I got NaN gradients in view()
operation of torchvision.resnet
.
How reliable is torch.autograd.detect_anomaly
? What are possible causes view()
yields NaN gradients?
with torch.autograd.detect_anomaly():
logits = net(img, gt=labels)
loss = F.cross_entropy(input=logits, target=labels)
opt.zero_grad()
loss.backward()
opt.step()
RuntimeWarning: Traceback of forward call that caused the error:██████████████████████████████████████████████████████████████████████████████████████████████████▌ | 929/1268 [04:09<01:28, 3.82it/s]
File "main.py", line 447, in <module>
train()
File "main.py", line 336, in train
logits = net(img, gt=labels)
File "/usr/lib/python3.7/site-packages/torch/nn/modules/module.py", line 477, in __call__
result = self.forward(*input, **kwargs)
File "main.py", line 145, in forward
return self.fc(self.net(x), gt)
File "/usr/lib/python3.7/site-packages/torch/nn/modules/module.py", line 477, in __call__
result = self.forward(*input, **kwargs)
File "/usr/lib/python3.7/site-packages/torchvision/models/resnet.py", line 161, in forward
x = x.view(x.size(0), -1)
Traceback (Most recent call last):
447 main.py <module> --> train()
339 main.py train --> loss.backward()
96 /usr/lib/python3.7/site-packages/torch/tensor.py backward --> torch.autograd.backward(self, gradient, retain_graph, create_graph)

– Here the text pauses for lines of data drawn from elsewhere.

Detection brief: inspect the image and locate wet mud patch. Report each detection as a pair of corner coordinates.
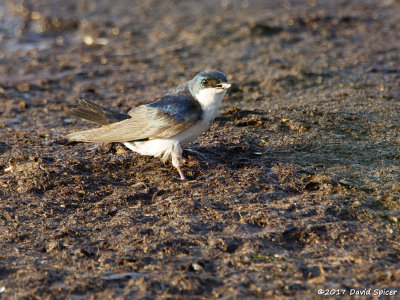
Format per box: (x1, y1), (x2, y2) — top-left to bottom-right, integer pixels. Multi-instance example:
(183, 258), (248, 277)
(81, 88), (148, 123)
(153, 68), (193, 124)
(0, 0), (400, 299)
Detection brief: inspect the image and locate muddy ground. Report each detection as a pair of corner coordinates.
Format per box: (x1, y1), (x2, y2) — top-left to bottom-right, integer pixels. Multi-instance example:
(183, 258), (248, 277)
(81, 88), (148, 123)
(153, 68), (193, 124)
(0, 0), (400, 299)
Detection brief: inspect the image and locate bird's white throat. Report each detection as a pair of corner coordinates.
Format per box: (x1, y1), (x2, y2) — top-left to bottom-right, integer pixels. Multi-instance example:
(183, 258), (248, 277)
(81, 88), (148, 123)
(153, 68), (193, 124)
(195, 88), (226, 110)
(195, 88), (226, 123)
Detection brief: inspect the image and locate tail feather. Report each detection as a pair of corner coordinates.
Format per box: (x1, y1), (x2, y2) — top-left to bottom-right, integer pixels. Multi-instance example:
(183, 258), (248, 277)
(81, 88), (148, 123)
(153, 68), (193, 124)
(68, 99), (130, 125)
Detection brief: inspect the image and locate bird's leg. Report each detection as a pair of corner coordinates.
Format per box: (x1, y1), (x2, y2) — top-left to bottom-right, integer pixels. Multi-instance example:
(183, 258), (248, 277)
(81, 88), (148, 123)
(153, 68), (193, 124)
(171, 144), (186, 180)
(185, 148), (207, 160)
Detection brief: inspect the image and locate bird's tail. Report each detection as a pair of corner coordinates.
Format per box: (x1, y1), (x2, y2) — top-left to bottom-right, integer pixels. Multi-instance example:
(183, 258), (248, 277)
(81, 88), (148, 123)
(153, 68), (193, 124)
(68, 99), (130, 125)
(65, 99), (130, 142)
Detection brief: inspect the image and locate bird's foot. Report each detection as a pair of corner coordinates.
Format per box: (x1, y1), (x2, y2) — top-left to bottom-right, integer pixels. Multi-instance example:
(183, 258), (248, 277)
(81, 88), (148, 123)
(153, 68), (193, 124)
(176, 167), (186, 181)
(185, 148), (207, 160)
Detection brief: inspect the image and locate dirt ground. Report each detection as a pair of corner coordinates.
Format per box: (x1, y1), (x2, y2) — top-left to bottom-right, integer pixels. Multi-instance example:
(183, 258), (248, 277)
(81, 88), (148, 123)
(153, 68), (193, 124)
(0, 0), (400, 299)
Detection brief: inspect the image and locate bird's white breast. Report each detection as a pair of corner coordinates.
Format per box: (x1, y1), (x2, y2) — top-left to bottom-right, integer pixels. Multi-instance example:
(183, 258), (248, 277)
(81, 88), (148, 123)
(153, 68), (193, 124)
(124, 88), (226, 160)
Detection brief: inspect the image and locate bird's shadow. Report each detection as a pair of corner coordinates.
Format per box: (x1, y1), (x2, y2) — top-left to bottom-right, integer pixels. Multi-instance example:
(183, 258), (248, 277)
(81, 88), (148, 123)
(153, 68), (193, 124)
(183, 143), (265, 170)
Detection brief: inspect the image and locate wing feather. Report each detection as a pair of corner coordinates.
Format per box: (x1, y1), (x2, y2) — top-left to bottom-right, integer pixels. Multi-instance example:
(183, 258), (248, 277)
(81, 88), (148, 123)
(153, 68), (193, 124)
(66, 96), (201, 143)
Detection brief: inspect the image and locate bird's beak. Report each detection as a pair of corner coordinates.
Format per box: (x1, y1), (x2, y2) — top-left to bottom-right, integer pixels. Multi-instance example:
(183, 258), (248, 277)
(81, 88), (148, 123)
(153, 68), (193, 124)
(217, 82), (231, 90)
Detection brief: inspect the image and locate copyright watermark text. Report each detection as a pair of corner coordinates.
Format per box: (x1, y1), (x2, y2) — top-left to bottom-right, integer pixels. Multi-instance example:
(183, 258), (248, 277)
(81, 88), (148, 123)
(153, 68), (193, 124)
(318, 288), (398, 297)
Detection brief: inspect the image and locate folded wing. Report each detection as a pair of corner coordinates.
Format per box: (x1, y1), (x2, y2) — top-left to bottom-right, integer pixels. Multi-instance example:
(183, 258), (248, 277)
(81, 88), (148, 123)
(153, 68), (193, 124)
(66, 95), (201, 143)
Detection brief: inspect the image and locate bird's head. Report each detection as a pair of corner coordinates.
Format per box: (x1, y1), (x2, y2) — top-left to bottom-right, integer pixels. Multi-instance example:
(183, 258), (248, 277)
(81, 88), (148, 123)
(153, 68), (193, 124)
(190, 70), (231, 98)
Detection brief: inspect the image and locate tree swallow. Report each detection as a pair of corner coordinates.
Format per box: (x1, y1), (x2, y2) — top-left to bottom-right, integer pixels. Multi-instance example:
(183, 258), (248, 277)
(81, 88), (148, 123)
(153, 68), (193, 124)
(66, 71), (231, 180)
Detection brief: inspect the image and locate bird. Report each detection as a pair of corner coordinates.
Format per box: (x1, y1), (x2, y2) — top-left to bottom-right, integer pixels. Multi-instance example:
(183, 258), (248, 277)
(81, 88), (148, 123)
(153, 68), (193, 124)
(66, 70), (231, 181)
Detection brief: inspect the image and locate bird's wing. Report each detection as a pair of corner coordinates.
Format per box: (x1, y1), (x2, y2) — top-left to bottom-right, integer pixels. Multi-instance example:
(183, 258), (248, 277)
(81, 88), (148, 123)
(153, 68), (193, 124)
(66, 95), (201, 143)
(68, 99), (129, 125)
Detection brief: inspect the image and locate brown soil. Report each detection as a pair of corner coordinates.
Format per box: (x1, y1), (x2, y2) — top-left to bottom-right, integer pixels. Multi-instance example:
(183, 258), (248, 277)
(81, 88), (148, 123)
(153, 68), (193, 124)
(0, 0), (400, 299)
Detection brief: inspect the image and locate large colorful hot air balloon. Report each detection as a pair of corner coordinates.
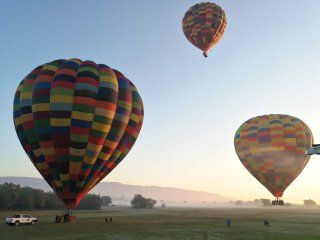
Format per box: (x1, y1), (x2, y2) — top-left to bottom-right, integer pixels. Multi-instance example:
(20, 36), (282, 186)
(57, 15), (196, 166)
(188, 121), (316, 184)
(234, 114), (313, 202)
(14, 59), (143, 209)
(182, 2), (227, 57)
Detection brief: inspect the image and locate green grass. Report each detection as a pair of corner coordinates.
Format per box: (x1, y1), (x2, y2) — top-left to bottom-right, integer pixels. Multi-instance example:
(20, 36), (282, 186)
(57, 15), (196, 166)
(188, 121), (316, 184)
(0, 207), (320, 240)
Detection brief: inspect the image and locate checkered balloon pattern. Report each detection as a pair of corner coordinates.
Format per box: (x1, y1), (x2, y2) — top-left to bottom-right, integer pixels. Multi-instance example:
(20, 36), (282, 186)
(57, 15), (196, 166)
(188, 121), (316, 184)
(14, 59), (143, 209)
(182, 2), (227, 53)
(234, 114), (313, 197)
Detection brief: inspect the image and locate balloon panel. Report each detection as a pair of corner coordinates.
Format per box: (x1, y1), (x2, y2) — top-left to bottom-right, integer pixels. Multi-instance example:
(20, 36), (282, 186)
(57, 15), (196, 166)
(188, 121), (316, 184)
(182, 2), (227, 52)
(14, 59), (143, 208)
(234, 114), (313, 197)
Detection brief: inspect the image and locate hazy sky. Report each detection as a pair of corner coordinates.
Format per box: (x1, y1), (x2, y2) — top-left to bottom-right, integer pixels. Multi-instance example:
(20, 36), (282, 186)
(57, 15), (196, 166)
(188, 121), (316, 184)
(0, 0), (320, 203)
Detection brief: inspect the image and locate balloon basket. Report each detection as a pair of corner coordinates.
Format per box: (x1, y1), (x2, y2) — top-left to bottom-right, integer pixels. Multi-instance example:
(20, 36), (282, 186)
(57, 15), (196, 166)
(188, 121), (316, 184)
(272, 199), (284, 206)
(55, 210), (77, 223)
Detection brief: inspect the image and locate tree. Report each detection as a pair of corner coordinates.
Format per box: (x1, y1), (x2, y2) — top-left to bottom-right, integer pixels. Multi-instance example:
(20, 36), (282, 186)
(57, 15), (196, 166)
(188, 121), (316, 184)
(131, 194), (157, 208)
(303, 199), (317, 207)
(147, 198), (157, 208)
(100, 196), (112, 207)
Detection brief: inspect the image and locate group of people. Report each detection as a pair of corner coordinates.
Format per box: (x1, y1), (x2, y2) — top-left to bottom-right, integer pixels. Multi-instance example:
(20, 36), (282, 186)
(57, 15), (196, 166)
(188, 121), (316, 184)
(227, 219), (271, 227)
(104, 217), (113, 223)
(55, 211), (70, 223)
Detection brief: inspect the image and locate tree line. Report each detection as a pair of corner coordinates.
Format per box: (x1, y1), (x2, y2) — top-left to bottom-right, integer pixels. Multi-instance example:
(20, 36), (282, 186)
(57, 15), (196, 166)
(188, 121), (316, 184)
(0, 183), (112, 210)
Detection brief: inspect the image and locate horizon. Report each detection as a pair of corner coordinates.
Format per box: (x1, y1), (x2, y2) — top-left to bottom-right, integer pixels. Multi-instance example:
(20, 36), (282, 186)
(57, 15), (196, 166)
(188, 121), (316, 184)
(0, 0), (320, 203)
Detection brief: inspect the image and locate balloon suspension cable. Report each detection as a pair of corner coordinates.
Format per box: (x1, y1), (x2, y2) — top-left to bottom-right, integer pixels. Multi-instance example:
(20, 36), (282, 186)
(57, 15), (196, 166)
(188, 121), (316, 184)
(305, 144), (320, 155)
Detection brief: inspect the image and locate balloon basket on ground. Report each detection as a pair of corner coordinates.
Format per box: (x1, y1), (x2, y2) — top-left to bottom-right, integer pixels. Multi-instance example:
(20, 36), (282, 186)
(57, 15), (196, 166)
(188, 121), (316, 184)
(55, 209), (77, 223)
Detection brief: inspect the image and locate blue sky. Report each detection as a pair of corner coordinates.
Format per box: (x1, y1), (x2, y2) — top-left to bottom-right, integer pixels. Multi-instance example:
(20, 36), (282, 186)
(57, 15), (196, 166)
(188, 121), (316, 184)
(0, 0), (320, 203)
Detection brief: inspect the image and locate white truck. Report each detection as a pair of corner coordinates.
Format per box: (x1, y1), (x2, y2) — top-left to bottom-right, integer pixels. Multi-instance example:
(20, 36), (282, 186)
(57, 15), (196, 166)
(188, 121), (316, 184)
(6, 214), (38, 226)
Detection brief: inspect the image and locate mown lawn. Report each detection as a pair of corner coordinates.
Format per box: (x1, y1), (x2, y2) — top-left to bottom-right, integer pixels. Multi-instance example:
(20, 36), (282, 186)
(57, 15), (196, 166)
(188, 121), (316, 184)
(0, 207), (320, 240)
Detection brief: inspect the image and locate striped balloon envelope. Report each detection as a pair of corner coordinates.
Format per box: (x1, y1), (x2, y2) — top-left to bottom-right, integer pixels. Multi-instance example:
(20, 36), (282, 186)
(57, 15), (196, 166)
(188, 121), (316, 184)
(14, 59), (143, 209)
(234, 114), (313, 198)
(182, 2), (227, 57)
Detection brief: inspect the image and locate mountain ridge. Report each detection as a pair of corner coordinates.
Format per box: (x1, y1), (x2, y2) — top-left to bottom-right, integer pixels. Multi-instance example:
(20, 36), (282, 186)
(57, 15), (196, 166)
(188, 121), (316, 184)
(0, 177), (232, 205)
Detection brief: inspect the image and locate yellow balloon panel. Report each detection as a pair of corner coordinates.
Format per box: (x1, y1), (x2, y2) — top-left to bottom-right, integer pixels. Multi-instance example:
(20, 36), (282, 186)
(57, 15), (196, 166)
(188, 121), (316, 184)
(234, 114), (313, 197)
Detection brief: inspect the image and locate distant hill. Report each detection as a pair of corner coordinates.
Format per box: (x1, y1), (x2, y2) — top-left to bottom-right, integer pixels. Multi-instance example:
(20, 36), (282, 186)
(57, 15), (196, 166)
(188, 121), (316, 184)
(0, 177), (232, 206)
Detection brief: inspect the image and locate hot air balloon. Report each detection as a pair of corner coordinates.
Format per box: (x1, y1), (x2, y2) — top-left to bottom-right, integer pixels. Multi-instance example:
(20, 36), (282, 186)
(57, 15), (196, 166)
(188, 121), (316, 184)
(234, 114), (313, 204)
(182, 2), (227, 57)
(14, 59), (143, 209)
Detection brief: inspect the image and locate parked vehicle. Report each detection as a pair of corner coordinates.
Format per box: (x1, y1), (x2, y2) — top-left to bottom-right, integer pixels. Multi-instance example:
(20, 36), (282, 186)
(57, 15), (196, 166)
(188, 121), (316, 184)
(6, 214), (38, 226)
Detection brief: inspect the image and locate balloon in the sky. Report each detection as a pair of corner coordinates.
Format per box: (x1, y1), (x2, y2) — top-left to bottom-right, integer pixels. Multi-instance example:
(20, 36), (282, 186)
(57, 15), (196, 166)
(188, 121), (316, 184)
(182, 2), (227, 57)
(14, 59), (143, 209)
(234, 114), (313, 198)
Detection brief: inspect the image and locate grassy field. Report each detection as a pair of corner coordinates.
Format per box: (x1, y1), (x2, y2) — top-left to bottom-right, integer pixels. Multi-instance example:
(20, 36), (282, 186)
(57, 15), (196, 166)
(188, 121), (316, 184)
(0, 207), (320, 240)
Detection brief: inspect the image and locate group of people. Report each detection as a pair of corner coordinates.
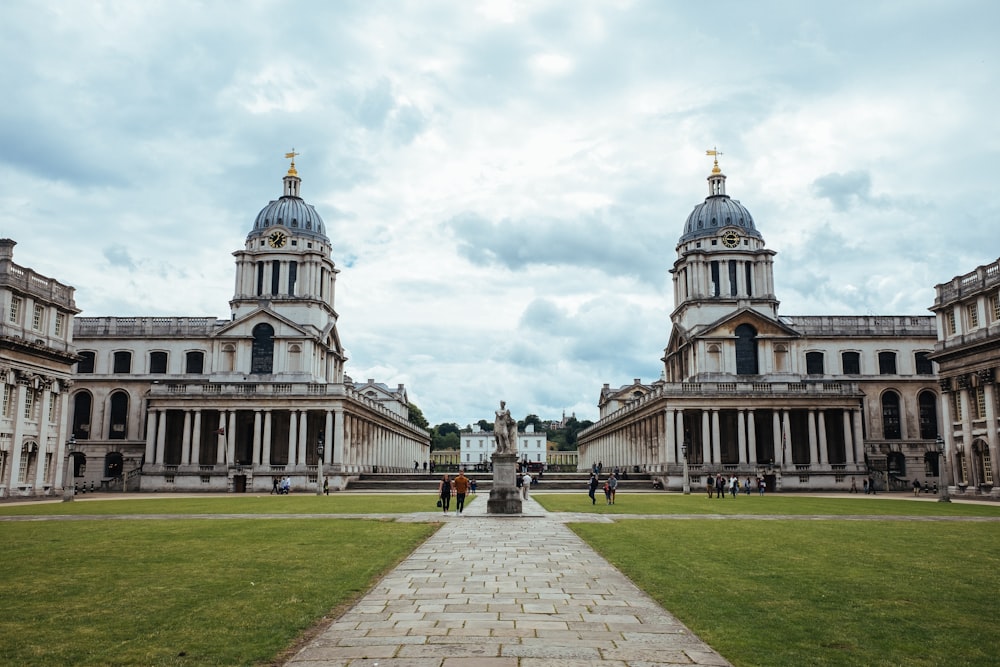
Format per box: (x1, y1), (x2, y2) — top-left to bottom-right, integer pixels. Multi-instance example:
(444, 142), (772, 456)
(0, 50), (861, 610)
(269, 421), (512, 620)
(587, 470), (618, 505)
(705, 472), (767, 498)
(438, 470), (476, 515)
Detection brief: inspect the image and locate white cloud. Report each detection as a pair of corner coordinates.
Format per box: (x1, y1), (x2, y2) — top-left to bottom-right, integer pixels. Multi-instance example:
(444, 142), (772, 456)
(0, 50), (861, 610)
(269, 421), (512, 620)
(0, 0), (1000, 425)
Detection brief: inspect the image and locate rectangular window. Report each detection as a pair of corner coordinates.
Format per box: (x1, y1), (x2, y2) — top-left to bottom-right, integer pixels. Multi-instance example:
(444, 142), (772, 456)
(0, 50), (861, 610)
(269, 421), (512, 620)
(878, 352), (896, 375)
(840, 352), (861, 375)
(965, 303), (979, 329)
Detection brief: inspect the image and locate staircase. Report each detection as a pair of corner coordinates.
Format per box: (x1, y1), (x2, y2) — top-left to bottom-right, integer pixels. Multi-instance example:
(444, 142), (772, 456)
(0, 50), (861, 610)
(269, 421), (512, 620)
(347, 472), (653, 493)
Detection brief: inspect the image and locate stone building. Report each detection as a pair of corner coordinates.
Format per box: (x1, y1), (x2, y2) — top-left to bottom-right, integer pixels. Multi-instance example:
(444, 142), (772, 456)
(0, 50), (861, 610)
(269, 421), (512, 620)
(70, 159), (430, 493)
(0, 239), (82, 497)
(928, 259), (1000, 498)
(459, 424), (547, 468)
(579, 161), (940, 491)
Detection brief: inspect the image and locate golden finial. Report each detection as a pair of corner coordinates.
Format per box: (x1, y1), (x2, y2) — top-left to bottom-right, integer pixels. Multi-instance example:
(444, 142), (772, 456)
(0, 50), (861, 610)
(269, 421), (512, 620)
(285, 148), (300, 176)
(705, 148), (722, 174)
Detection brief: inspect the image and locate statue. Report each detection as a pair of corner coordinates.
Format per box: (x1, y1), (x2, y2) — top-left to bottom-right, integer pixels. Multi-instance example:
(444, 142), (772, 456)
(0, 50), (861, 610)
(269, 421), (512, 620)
(493, 401), (517, 454)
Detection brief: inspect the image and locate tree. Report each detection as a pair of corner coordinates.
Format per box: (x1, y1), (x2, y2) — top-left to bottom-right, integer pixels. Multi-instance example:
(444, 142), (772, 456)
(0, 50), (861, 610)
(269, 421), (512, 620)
(406, 403), (430, 429)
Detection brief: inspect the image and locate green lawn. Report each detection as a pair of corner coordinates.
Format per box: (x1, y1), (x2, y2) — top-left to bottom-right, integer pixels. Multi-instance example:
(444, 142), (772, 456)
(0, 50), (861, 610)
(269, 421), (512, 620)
(571, 520), (1000, 667)
(532, 492), (1000, 517)
(0, 520), (436, 667)
(0, 493), (454, 516)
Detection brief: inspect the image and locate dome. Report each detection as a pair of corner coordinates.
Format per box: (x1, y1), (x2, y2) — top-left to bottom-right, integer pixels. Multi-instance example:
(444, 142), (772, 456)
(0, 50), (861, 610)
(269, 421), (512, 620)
(253, 196), (326, 239)
(247, 160), (330, 243)
(678, 171), (763, 244)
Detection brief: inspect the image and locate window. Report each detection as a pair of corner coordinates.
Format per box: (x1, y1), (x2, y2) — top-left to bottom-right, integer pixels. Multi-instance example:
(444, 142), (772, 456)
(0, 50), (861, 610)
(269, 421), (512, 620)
(840, 352), (861, 375)
(185, 350), (205, 374)
(806, 352), (823, 375)
(965, 303), (979, 329)
(76, 352), (95, 373)
(24, 389), (35, 419)
(882, 391), (903, 440)
(917, 391), (939, 440)
(734, 324), (759, 375)
(878, 352), (896, 375)
(112, 350), (132, 373)
(149, 352), (167, 374)
(913, 352), (934, 375)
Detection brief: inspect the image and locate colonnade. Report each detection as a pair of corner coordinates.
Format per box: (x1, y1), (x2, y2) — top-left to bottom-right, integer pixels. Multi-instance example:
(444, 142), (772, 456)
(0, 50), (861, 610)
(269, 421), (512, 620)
(579, 408), (863, 472)
(146, 406), (427, 473)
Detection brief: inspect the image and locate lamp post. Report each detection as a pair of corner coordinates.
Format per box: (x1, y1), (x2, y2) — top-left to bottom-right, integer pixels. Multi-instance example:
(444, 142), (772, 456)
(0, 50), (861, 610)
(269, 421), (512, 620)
(681, 442), (691, 496)
(937, 434), (951, 503)
(316, 431), (326, 496)
(63, 435), (76, 503)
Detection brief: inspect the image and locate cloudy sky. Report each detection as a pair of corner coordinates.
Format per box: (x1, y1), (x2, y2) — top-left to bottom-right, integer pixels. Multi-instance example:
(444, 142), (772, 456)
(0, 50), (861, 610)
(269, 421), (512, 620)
(0, 0), (1000, 425)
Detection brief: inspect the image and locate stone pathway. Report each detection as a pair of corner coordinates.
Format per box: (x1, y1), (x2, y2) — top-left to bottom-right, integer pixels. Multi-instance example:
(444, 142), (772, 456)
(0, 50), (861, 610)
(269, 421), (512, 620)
(285, 494), (730, 667)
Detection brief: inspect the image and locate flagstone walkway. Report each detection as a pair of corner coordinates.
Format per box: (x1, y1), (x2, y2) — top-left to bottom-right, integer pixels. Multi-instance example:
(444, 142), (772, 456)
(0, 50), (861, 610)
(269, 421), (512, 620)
(285, 494), (730, 667)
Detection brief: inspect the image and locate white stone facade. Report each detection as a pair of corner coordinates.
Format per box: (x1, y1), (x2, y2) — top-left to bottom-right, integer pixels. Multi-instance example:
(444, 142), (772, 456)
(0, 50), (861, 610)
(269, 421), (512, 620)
(931, 259), (1000, 498)
(459, 424), (547, 467)
(579, 165), (940, 491)
(0, 239), (82, 497)
(71, 163), (430, 492)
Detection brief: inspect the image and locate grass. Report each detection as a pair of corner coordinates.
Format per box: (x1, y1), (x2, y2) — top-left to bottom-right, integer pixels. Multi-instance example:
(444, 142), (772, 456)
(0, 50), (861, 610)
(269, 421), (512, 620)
(0, 493), (460, 516)
(532, 492), (1000, 517)
(571, 520), (1000, 667)
(0, 520), (436, 666)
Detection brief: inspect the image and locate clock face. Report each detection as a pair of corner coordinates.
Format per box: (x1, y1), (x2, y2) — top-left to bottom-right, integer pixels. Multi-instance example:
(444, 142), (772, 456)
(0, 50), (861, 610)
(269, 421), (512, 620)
(267, 232), (288, 248)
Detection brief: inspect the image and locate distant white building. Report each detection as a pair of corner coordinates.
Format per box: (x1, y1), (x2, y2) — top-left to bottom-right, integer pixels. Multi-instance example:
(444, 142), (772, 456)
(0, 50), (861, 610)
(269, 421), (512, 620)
(459, 424), (546, 466)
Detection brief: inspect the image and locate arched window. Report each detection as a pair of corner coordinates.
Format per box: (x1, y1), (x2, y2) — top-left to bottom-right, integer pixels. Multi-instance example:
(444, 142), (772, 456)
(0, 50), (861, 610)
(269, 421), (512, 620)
(76, 350), (96, 373)
(806, 352), (823, 375)
(108, 391), (128, 440)
(73, 391), (94, 440)
(149, 352), (167, 373)
(250, 323), (274, 375)
(185, 350), (205, 375)
(882, 391), (903, 440)
(917, 391), (938, 440)
(735, 324), (759, 375)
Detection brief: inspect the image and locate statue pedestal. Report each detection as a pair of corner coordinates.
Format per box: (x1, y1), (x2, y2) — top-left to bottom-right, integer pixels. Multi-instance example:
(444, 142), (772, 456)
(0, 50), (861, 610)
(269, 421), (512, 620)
(486, 454), (521, 514)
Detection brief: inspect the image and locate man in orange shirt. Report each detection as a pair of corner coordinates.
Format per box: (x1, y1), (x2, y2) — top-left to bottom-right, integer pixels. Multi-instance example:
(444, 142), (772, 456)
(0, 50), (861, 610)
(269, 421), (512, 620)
(454, 470), (469, 514)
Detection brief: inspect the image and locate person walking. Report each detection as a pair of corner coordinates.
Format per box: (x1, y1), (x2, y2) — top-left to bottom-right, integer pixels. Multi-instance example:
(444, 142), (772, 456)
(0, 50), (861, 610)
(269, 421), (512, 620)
(455, 470), (469, 515)
(438, 473), (451, 514)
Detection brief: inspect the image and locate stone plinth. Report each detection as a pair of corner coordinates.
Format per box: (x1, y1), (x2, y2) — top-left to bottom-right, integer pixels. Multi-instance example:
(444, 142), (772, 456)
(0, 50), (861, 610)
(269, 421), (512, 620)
(486, 454), (521, 514)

90 /usr/lib/python3.7/site-packages/torch/autograd/__init__.py backward --> allow_unreachable=True) # allow_unreachable flag
RuntimeError: Function 'ViewBackward' returned nan values in its 0th output.
> /usr/lib/python3.7/site-packages/torch/autograd/__init__.py(90)backward()
-> allow_unreachable=True) # allow_unreachable flag
(Pdb) l
85 if retain_graph is None:
86 retain_graph = create_graph
87
88 Variable._execution_engine.run_backward(
89 tensors, grad_tensors, retain_graph, create_graph,
90 -> allow_unreachable=True) # allow_unreachable flag
91
92
93 def grad(outputs, inputs, grad_outputs=None, retain_graph=None, create_graph=False,
94 only_inputs=True, allow_unused=False):
95 r"""Computes and returns the sum of gradients of outputs w.r.t. the inputs.